An increase in the numbers of epithelial cords and tubules within the medulla is another feature to evaluate (Figure 8). The loss of medullary lymphocytes can result in the epithelial component of the medulla appearing more prominent, but not necessarily with an increase in the number or size of epithelial cells. Since prominent and hyperplastic medullary epithelial cells are also a common age-related change found in association with thymus involution, consideration of age and comparison with controls should help to determine if this histological change is test article or age-related. The proliferation of thymic epithelial cells should also be differentiated from the neoplastic epithelial component of thymomas in which the cells can be spindle-shaped, ovoid or polygonal in shape with large nuclei or undergoing squamous differentiation.
The epithelium-free areas (EFA) in the thymus are lymphocyte-rich regions, devoid of stromal elements, non-vascularized, and with unknown function (Figure 9; Bruijntjes et al., 1993). It is postulated that they may be lymphocyte reservoirs (Van Ewijk, 1984), proliferation sites of lymphocytes (Duijvestijn et al., 1982; Godfrey et al., 1990) or a specific intrathymic pathway for T lymphocytes (Bruijntjes et al., 1993). These EFAs are located in the subcapsular region and serial sections show that they run from the subcapsular area to deep in the cortex, often bordering the medulla (Bruijntjes et al., 1993). The occurrence and extent of EFAs varies between rat strains. They have been identified in the Wistar rat, diabetes-prone and diabetes-resistant rats however they have not been identified in the WAG/Rij rats. The occurance and extent of EFAs can also vary with age. In Wistar rats EFAs are extensive whereas in rats over 17 months of age these areas have not been found. Some EFAs may be evaluated during the initial H&E screen however many EFAs may be overlooked using this method alone (F. Kuper, personal communication). Therefore, for an in-depth examination to allow for the accurate identification and evaluation of this compartment, special stains would be needed. Keratin and laminin stains for stromal elements would be negative and a stain for MHC class II cells would be negative except for a few cells (Bruijntjes et al., 1993).

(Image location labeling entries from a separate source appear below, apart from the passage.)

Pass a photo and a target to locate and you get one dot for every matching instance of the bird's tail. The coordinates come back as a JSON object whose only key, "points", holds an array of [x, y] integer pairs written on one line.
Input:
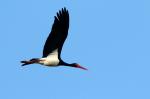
{"points": [[31, 61]]}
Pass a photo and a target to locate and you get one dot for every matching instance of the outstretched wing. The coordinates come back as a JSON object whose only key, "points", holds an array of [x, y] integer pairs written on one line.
{"points": [[58, 33]]}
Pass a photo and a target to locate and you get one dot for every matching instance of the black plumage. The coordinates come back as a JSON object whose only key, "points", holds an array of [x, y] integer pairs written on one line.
{"points": [[58, 33]]}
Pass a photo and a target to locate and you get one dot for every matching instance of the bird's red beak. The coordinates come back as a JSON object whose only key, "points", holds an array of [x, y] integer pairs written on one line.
{"points": [[78, 66]]}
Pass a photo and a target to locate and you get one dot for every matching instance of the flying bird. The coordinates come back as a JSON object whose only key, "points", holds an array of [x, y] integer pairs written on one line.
{"points": [[54, 43]]}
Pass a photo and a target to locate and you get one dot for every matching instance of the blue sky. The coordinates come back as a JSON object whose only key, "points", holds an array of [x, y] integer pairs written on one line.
{"points": [[109, 37]]}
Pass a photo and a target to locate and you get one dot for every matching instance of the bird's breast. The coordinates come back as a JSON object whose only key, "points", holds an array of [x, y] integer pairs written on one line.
{"points": [[51, 61]]}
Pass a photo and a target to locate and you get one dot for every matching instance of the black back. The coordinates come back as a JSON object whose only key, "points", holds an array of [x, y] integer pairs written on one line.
{"points": [[58, 33]]}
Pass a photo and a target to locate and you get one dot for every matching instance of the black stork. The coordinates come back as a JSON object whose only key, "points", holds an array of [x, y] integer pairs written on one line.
{"points": [[54, 43]]}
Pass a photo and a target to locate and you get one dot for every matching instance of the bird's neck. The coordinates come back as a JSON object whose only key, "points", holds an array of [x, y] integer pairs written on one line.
{"points": [[65, 64]]}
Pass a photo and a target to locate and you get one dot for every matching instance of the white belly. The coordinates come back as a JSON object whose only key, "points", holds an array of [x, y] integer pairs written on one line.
{"points": [[51, 61]]}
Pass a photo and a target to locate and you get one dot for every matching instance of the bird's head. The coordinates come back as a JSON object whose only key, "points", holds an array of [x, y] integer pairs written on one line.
{"points": [[76, 65]]}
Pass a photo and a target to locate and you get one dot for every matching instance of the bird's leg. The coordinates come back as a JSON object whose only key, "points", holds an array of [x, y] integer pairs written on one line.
{"points": [[32, 61]]}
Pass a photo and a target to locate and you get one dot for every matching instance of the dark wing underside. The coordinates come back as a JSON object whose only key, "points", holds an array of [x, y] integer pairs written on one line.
{"points": [[58, 33]]}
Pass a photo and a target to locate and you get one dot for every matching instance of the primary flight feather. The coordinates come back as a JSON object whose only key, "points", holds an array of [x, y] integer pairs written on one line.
{"points": [[54, 43]]}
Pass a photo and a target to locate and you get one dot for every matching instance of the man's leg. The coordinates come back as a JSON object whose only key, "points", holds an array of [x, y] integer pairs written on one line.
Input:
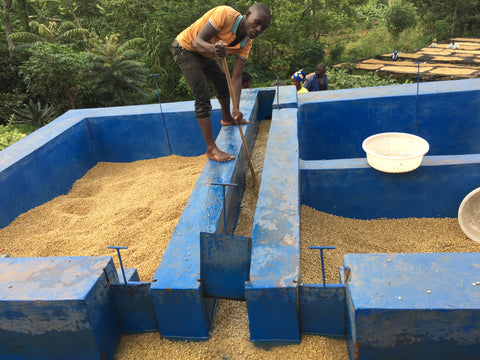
{"points": [[227, 118], [191, 66], [213, 152]]}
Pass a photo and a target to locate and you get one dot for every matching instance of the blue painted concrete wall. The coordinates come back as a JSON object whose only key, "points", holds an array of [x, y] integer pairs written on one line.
{"points": [[333, 124], [351, 188], [335, 176], [57, 308], [406, 306], [180, 305], [46, 163], [274, 273]]}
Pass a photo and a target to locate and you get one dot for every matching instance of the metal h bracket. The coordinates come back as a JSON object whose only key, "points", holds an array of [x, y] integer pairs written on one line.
{"points": [[321, 248], [118, 248]]}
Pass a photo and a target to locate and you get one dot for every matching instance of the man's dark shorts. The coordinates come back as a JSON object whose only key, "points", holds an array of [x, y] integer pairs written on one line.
{"points": [[197, 69]]}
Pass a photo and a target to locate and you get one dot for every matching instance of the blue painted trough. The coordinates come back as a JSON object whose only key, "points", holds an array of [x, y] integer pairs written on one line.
{"points": [[313, 157]]}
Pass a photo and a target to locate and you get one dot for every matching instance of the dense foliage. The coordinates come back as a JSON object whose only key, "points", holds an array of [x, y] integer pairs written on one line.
{"points": [[66, 54]]}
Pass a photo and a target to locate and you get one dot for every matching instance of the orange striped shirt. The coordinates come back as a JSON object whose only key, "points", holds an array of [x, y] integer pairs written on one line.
{"points": [[225, 20]]}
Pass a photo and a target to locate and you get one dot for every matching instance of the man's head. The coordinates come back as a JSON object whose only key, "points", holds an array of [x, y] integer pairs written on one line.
{"points": [[298, 78], [257, 19], [246, 80], [320, 70]]}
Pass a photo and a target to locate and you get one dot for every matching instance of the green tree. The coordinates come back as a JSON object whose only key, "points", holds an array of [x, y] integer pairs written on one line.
{"points": [[400, 16], [116, 73], [65, 33], [55, 73]]}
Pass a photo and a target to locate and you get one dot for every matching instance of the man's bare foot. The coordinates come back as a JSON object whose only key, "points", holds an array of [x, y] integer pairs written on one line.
{"points": [[232, 122], [218, 155]]}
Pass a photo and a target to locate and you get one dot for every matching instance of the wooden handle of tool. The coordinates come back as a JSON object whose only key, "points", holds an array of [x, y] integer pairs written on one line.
{"points": [[236, 111]]}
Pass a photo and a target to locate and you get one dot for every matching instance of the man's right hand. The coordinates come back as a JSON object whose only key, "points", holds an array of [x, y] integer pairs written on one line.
{"points": [[220, 48]]}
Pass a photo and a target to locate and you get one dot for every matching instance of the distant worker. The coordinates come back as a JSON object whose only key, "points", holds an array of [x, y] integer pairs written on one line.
{"points": [[453, 45], [298, 79], [395, 55], [318, 81], [246, 80]]}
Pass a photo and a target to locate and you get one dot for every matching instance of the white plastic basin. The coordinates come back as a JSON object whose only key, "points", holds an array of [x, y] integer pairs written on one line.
{"points": [[469, 215], [395, 152]]}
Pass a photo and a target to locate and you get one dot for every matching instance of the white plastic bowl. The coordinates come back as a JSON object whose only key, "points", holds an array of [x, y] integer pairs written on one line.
{"points": [[469, 215], [395, 152]]}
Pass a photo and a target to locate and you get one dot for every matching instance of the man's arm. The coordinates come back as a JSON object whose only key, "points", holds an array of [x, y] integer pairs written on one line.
{"points": [[237, 78], [202, 45]]}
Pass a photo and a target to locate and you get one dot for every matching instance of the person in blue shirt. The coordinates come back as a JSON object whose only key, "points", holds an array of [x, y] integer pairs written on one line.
{"points": [[318, 81]]}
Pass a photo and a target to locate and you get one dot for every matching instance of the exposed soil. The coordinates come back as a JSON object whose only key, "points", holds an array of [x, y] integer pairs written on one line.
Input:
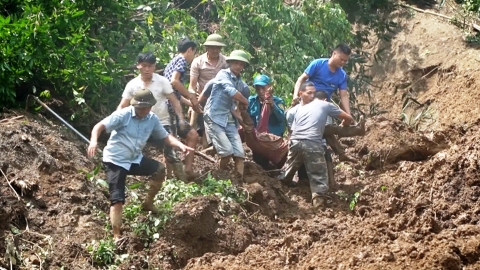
{"points": [[418, 185]]}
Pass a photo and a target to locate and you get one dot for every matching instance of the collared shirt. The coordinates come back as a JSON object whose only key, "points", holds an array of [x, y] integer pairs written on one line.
{"points": [[325, 80], [160, 88], [129, 136], [179, 64], [276, 121], [204, 71], [310, 120], [290, 115], [220, 102]]}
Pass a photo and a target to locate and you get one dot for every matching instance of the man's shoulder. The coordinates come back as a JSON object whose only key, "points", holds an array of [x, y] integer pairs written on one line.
{"points": [[160, 79], [126, 111], [177, 60], [277, 99], [134, 81], [199, 59], [319, 61]]}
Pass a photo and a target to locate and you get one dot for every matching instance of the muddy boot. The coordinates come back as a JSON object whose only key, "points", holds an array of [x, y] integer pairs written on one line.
{"points": [[210, 151], [170, 170], [351, 131], [116, 220], [318, 201], [178, 171], [331, 178], [239, 167]]}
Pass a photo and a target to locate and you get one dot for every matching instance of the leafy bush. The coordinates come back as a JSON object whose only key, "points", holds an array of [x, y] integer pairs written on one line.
{"points": [[83, 52], [172, 192]]}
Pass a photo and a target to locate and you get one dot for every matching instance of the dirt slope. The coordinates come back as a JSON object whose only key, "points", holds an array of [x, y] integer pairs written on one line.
{"points": [[417, 192]]}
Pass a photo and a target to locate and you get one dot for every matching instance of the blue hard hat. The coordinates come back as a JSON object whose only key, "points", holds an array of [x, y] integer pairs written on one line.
{"points": [[261, 80]]}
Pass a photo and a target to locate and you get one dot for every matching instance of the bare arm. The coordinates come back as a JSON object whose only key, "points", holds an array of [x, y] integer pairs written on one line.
{"points": [[193, 85], [96, 131], [302, 79], [178, 85], [345, 101], [185, 101], [176, 105], [172, 141], [347, 118], [240, 98], [125, 102]]}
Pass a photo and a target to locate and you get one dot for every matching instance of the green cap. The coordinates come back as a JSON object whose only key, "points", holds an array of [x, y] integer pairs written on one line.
{"points": [[142, 99], [214, 40], [261, 80], [239, 55]]}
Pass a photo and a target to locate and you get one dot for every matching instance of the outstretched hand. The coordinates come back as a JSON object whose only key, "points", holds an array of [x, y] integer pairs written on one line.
{"points": [[92, 149], [185, 149]]}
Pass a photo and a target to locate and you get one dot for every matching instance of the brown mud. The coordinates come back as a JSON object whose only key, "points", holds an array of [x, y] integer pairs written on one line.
{"points": [[418, 188]]}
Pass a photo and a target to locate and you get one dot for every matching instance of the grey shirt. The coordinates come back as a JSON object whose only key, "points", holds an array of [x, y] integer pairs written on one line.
{"points": [[290, 115], [310, 120]]}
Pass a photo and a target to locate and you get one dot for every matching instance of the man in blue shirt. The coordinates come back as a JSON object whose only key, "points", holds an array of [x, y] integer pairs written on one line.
{"points": [[221, 124], [175, 72], [328, 75], [130, 129], [305, 146], [274, 122]]}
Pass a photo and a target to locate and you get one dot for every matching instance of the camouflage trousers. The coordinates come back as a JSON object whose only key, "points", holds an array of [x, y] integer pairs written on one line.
{"points": [[312, 155]]}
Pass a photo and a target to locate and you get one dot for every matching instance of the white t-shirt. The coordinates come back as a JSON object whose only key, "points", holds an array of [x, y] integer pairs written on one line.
{"points": [[160, 88]]}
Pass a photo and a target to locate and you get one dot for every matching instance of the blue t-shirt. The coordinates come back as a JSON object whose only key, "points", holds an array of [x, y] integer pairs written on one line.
{"points": [[325, 80]]}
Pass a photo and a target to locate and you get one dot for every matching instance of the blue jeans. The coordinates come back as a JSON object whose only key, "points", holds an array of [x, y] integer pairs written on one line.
{"points": [[226, 140]]}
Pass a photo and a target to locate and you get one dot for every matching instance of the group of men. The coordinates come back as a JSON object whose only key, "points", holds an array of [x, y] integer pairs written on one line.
{"points": [[151, 111]]}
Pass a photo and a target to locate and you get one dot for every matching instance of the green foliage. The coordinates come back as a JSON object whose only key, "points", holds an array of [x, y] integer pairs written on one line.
{"points": [[82, 51], [172, 192], [282, 39], [102, 252], [354, 200]]}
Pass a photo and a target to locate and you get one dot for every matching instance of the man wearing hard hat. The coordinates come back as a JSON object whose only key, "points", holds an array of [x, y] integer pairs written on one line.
{"points": [[204, 68], [221, 124]]}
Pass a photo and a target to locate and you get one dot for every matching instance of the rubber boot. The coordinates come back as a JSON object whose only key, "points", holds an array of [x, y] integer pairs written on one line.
{"points": [[331, 177], [239, 167], [116, 220], [224, 163], [170, 170]]}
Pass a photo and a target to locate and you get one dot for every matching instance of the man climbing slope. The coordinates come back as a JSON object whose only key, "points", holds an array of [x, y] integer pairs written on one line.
{"points": [[131, 127], [305, 146], [204, 68], [162, 91], [327, 75], [175, 73], [221, 124], [267, 113]]}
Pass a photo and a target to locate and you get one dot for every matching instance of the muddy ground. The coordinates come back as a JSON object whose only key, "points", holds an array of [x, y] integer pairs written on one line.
{"points": [[418, 186]]}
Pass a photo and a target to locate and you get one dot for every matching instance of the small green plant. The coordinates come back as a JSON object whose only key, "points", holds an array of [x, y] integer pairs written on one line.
{"points": [[102, 252], [172, 192], [92, 176], [354, 200]]}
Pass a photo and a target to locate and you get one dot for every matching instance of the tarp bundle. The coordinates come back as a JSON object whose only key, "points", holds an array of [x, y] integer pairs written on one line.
{"points": [[270, 146]]}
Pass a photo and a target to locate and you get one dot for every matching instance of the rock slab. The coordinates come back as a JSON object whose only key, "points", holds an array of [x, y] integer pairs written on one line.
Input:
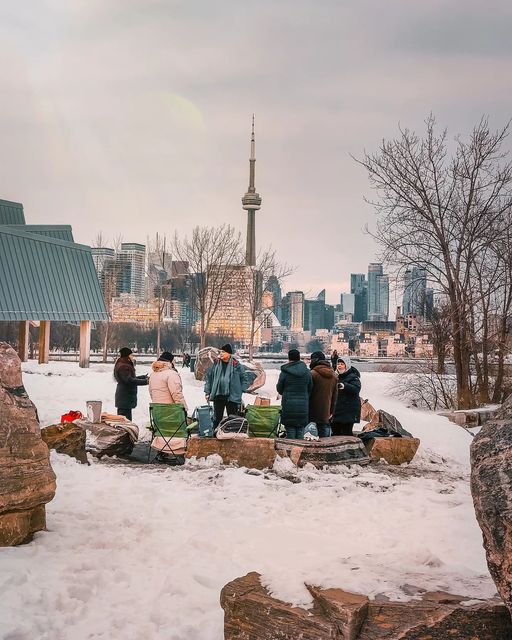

The presence, severity grade and location of other cells and lesions, such as pigment, extramedullary hematopoiesis, cysts, etc. should also be noted. An example of a checklist for the changes to be noted in the thymus for enhanced histopathology is given in Table 1. This table is intended to be an example of a guideline, but not a rigid checklist, that the pathologist can use during histological evaluation rather than a format for reporting lesions. The diagnoses listed in this table are descriptive rather than interpretive, consistent with the STP position paper: Best Practice Guideline for the Routine Pathology Evaluation of the Immune System (Haley et al., 2005).
This research was supported by the Intramural Research Program of the NIH, National Institute of Environmental Health Sciences.